Code Complete 2: Fundamental Data Types (Part 3)

In this blog post, I'll discuss the fundamental Data types in Steve McConnell's book Code Complete.

Chapter 12: Fundamental Data Types

Numbers in General
By replacing magic numbers with constants, changes are reliable, changes can be made easily, and your code is more readable.

Floating-Point Numbers

• To increase accuracy when adding numbers with differing magnitudes, add them starting with the smallest values.
• Avoid equality operations and anticipate rounding errors; cope by switching to greater precision, BCD, or integer variables.

Characters and Strings
To avoid endless strings in C, initialize strings to null, and use strncpy() instead of strcpy().

Enumerated Types

• Use enumerated types for more type-checking, and as a richer alternative to boolean variables.
• Explicitly assign their values to specify first and last values for iteration, and an invalid or "null" type.

Arrays
In C, use or define an ARRAY_LENGTH() macro as #define ARRAY_LENGTH(x) (sizeof(x) / sizeof(x[0])).

Creating Your Own Types
Don't name a type created using typedef after the underlying data type, and don't refer to predefined types.

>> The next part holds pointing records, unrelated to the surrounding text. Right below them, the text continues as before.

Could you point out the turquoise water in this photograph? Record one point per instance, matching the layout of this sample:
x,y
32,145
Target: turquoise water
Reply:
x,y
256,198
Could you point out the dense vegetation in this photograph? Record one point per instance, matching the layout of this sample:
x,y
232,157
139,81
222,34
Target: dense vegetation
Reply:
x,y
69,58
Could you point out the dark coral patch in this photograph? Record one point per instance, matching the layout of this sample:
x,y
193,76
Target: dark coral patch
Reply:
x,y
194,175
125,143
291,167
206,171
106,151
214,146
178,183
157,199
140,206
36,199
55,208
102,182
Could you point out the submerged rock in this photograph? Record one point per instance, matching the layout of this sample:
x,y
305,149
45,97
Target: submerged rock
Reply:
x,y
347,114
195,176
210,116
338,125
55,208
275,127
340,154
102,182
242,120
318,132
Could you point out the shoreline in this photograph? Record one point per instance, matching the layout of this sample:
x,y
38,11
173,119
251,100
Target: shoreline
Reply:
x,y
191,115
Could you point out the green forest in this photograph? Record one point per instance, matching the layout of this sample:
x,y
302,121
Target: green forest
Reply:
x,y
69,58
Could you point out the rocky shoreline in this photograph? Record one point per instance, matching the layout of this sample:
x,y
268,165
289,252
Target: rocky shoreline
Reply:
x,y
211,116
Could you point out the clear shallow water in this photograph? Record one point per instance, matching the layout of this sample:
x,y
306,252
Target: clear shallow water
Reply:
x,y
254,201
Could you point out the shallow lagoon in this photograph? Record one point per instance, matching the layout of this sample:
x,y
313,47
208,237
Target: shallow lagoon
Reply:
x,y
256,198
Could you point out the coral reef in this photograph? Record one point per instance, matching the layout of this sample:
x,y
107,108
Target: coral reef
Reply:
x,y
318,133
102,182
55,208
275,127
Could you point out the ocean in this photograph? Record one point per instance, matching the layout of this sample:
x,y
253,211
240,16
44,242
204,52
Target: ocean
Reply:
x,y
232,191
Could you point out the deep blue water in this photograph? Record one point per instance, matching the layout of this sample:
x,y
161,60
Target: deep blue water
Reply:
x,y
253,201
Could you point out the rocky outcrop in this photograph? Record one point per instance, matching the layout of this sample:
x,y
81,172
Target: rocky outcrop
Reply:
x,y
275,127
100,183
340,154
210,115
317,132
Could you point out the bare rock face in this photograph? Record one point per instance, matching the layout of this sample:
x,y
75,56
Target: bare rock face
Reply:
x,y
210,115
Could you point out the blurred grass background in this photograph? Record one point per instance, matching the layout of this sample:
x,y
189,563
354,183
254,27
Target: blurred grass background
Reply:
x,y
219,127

Chapter 13: Unusual Data Types

Structures
By passing only one or two fields from a structure into a method, you promote information hiding from the method.

Pointers

• Symptoms of pointer errors tend to be unrelated to causes of pointer errors.
• By isolating pointer operations to methods, you minimize the possibility of propagating careless mistakes through your program.
• Allocating dog tags allow you to check for freeing memory twice or overwriting memory beyond the last byte.
• Free pointers at the same scoping level as they were allocated, such as in the same method, or a constructor/destructor pair.
• Set a pointer to NULL after deallocation; writing to it produces an error, and deallocating twice is more easily caught.
• In C++, a reference cannot point to NULL and the object it refers to cannot be changed.
• In C, you can use char or void pointers for any type of variable.

Global Data

• Passing a global variable to a method, and then referring to both the parameter and global variable is especially tricky.
• Initialization order among different "translation units," or files, is not defined in languages like C++.
• Try to contain a global variable as a class variable, and provide an accessor for any other code that needs it.
• Replace global data with access methods to centralize control over it and protect yourself against changes.
• Build access methods at the level of the problem domain rather than at the level of the implementation details.

My Key takeaways in these two chapters are;

• Working with specific data types means remembering many individual rules for each type.
• Creating your own types makes your programs easier to modify and more self-documenting, if your language supports that capability.
• When you create a simple type using typedef or its equivalent, consider whether you should be creating a new class instead.
• Structures can help make programs less complicated, easier to understand, and easier to maintain.
• Whenever you consider using a structure, consider whether a class would work better.
• Pointers are error-prone. Protect yourself by using access routines or classes and defensive-programming practices.
• Avoid global variables, not just because they’re dangerous, but because you can replace them with something better.
• If you can’t avoid global variables, work with them through access routines.
• Access routines give you everything that global variables give you, and more.